Byju’s Spokesperson told TICE News, “We are working with our partners, including Great Learning management and TLB lenders, for a potential divestment at optimal value. This will allow Great Learning’s future growth as an independent company.”
Kroll Steps In to Safeguard Mortgaged Assets
Kroll, in a news release, revealed that it was appointed to oversee the protection of the charged assets belonging to Great Learning Education Pte Ltd and Byju's Pte Ltd. Cosimo Borrelli, Kroll's global co-head of restructuring, and Jason Kardachi, Kroll's Singapore and Southeast Asia lead, will spearhead this critical effort.

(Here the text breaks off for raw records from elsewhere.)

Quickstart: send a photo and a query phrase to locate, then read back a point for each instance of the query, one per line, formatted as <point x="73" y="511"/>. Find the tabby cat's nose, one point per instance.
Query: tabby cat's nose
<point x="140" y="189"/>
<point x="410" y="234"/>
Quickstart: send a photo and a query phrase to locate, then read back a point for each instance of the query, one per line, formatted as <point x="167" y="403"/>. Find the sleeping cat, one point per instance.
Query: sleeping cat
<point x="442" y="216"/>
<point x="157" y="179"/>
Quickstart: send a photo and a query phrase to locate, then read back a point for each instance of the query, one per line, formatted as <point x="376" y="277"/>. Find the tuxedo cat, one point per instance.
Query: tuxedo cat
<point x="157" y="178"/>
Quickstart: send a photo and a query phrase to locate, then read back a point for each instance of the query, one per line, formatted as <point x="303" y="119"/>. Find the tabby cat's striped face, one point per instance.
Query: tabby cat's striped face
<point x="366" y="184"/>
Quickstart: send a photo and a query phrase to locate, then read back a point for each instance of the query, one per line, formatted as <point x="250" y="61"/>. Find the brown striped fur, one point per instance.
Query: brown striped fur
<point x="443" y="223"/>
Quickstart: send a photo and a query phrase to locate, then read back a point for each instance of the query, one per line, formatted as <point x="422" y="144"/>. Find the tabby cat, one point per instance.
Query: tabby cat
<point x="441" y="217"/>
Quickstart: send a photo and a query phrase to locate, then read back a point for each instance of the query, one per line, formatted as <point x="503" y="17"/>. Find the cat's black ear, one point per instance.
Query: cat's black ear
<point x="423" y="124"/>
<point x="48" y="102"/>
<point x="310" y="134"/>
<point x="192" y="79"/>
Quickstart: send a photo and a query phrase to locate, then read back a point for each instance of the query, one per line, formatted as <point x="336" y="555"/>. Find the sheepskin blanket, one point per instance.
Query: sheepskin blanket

Crisis Management for Byju's
The creditors of Byju's have turned to Kroll to secure the assets of the Indian edtech company's Singapore unit and the majority-owned subsidiary, Great Learning Education. A primary goal of this appointment is to safeguard the assets and businesses owned by Great Learning and Byju's Pte Ltd. Notably, the operations of Great Learning and Northwest Education remain unaffected, with all courses and programs continuing as usual.
Byju's spokesperson indicated that the edtech firm is actively collaborating with partners, including Great Learning management and lenders, to explore the potential divestment of the subsidiary. This move aims to optimize its value and, in turn, foster Great Learning's future growth as an independent company.

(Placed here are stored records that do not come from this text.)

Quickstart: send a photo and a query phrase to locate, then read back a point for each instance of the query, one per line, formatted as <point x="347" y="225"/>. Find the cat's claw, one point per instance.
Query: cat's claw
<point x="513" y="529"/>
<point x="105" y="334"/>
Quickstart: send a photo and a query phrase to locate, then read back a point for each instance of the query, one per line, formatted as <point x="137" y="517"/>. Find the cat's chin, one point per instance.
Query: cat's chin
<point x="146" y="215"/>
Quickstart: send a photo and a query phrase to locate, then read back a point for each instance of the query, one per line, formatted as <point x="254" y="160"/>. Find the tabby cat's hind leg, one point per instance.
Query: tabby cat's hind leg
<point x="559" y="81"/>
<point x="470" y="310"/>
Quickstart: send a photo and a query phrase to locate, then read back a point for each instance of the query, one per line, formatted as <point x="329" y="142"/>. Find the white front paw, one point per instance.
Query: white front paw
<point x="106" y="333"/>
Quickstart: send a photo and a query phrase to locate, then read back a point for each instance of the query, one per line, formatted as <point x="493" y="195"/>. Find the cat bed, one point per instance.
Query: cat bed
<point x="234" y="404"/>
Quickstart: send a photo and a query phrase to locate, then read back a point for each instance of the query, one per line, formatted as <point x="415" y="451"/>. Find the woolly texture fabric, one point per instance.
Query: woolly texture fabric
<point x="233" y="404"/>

The Byju's Loan Saga Timeline:
Great Learning's Journey with Byju's
Northwest Education, a Singapore-based executive education company, was acquired by Great Learning, a Byju's-owned professional learning company, for USD 100 million in May 2022. The acquisition was a strategic step in expanding Byju's offerings beyond the K-12 and test-prep segment.
Byju's Struggles to Repay Debt
Byju's has been actively seeking asset sales, including Great Learning and Epic, in an effort to generate cash to repay a substantial $1.2 billion term loan. The acquisition of Great Learning by Byju's in 2021, in a deal worth $600 million, was intended to diversify its offerings.
This financial struggle resulted in a legal battle between Byju's and lenders in the United States, triggered by Byju's default on interest payments related to the $1.2 billion term loan.
A Tentative Agreement and Financials Await
Media reports have indicated that Byju's has tentatively agreed to restructure its loan pact with lenders. In September, Bloomberg reported Byju's offer to repay the entire $1.2 billion term loan B to lenders within six months. However, the final agreement is contingent on the sale of group assets and the anticipated release of long-awaited FY22 financial statements.
Byju's, headquartered in Bengaluru, is set to present an audited version of its financials to its board, advisory council, and key investors, including Peak XV Partners and Prosus, in the second week of October.
Organizational Restructuring Amidst Challenges
Byju's is concurrently executing an organizational restructuring plan, which includes reducing its headcount by approximately one-third, amounting to 4,000-4,500 job cuts. These layoffs come on the heels of Arjun Mohan's appointment as the new chief executive of Byju's India business on September 20, 2023.
The edtech giant remains at the center of financial turbulence, as it endeavors to realign its resources and resolve its looming debt crisis.